J'ai d'ailleurs fait une remarque dans ce sens en réponse à ma députée sur Twitter. Elle a fait une remarque qui disait quelque chose comme oui mais j'ai l'impression que les mots Nation et Peuple sont plus facilement galvaudés et l'a ensuite effacée. Je ne sais pas ce qu'il faut en conclure.

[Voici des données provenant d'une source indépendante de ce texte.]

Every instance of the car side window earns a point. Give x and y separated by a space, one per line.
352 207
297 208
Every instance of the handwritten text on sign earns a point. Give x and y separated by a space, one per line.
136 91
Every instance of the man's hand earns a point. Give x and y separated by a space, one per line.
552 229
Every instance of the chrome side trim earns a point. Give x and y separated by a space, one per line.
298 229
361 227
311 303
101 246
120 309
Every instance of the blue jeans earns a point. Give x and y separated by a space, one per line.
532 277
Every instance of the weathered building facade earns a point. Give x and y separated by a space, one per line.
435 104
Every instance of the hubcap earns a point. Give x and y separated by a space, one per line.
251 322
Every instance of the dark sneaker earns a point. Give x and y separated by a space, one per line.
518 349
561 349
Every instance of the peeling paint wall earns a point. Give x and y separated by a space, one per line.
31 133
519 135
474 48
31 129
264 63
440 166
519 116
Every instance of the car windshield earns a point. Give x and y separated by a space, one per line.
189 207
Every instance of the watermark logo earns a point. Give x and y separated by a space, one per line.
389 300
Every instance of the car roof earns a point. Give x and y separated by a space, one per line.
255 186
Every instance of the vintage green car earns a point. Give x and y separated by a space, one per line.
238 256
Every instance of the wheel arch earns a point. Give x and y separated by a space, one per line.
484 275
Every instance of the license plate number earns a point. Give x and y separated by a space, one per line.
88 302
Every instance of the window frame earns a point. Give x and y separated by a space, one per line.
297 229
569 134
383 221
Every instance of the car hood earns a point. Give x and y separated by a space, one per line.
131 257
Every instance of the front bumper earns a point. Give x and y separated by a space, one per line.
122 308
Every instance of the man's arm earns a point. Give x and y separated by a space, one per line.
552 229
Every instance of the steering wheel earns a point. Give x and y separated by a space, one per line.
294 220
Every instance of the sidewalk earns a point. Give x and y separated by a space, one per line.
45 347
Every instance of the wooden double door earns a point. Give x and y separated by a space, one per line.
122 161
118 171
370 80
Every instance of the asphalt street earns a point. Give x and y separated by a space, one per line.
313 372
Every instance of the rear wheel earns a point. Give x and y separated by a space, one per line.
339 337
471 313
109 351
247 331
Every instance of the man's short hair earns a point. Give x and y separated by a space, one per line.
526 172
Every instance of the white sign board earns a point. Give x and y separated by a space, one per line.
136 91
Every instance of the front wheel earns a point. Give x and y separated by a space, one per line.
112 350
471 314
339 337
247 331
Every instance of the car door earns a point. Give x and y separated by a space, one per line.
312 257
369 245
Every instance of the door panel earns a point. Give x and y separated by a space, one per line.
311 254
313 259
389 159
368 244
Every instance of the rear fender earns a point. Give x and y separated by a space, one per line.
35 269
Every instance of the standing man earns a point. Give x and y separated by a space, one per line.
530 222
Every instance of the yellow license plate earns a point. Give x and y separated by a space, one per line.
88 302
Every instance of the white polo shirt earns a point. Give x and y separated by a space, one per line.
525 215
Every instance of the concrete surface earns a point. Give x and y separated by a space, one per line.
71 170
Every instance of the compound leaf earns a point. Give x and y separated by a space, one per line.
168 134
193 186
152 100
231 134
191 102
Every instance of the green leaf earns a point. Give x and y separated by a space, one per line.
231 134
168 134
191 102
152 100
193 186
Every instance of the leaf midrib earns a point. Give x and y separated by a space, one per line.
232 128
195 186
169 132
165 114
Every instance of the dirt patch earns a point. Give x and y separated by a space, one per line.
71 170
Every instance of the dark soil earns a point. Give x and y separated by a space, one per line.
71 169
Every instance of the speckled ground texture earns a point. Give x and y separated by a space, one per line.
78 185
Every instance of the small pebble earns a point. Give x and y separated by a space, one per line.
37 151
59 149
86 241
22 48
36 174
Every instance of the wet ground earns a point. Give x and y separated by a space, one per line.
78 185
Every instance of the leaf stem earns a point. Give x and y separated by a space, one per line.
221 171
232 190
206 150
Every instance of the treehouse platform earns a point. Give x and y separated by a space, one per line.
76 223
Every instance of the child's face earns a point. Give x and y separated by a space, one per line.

★ Ajout ultérieur : Passant du patrimoine de l'Humanité au Domaine Public, il faut souligner un risque insidieux de cet incendie : si la toiture ou la flèche, plutôt qu'être reconstruites à l'identique, sont réimaginées par un architecte contemporain, il y aura des droits d'auteur dessus, et faute de liberté de panorama en France, on ne pourra donc plus utiliser librement les photos de Notre-Dame (postérieures à l'incendie), par exemple pour illustrer Wikipédia. Je pense que c'est un réel danger : on s'est déjà fait avoir en l'an 2000 en perdant le Domaine Public sur la Tour Eiffel la nuit (la tour elle-même est dans le Domaine Public mais pas l'éclairage nocturne, ce qui est d'une absurdité sans nom). De même, la pyramide du Louvre empêche d'utiliser librement des photos du Louvre. Ne laissons pas Notre-Dame se faire copyrighter aussi ! On pourra utiliser cette affiche qu'un copain a bricolée pour attirer l'attention sur le phénomène.